Natur und indigene Menschen

Alexander von Humboldt galt lange Zeit primär und lediglich als Naturforscher. Von der Warte postkolonialer Kritik aus gesehen, figurierte er dann als ein typisch europäisches Subjekt, das angeblich oder tatsächlich menschenleere Landschaften durchstreift, erschliesst und damit quasi erobert. Mittlerweile ist jedoch evident, dass Humboldt in seinen verschiedenen Berichten über die berühmte Amerikareise (1799-1804) immer wieder Menschen in ihren natürlichen, sozialen und kulturellen Kontexten skizzierte. Der Vortrag geht von folgender Leitfrage aus: In welchem Verhältnis stehen Humboldts anthropologische Beschreibungen indigener Akteur*innen zu deren natürlicher Umwelt? Dabei geht es um mehrere Aspekte. Zu diskutieren sind zeitgenössische Vorstellungen von ‹ursprünglicher Natur›, die bis heute in modernen Diskursen der Naturbeschreibung nachwirken.

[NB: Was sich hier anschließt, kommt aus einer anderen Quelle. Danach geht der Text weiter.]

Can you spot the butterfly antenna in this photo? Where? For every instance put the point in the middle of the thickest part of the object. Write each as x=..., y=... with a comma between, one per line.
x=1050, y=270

Humboldt betrachtet die Indigenen in den Landschaften Südamerikas darüber hinaus vor dem Hintergrund der Theorien der europäischen Aufklärung über den ‹Naturzustand› der Menschheit und ‹edle Wilde›. Schliesslich nutzte der Naturforscher Humboldt einheimische Menschen, denen er in den Llanos, am Orinoco oder in den Anden begegnete, auch als Informanten über Naturphänomene. Er interessierte sich für die ‹Theorien der Eingeborenen›, was die Frage nach dem kategorialen Verhältnis zwischen indigenem und wissenschaftlichem bzw. europäischem Wissen über die Natur aufwirft. Die Textgrundlage bilden zum einen zu Lebzeiten Humboldts publizierte Reiseberichte, zum anderen Tagebucheinträge, Briefe und Essays.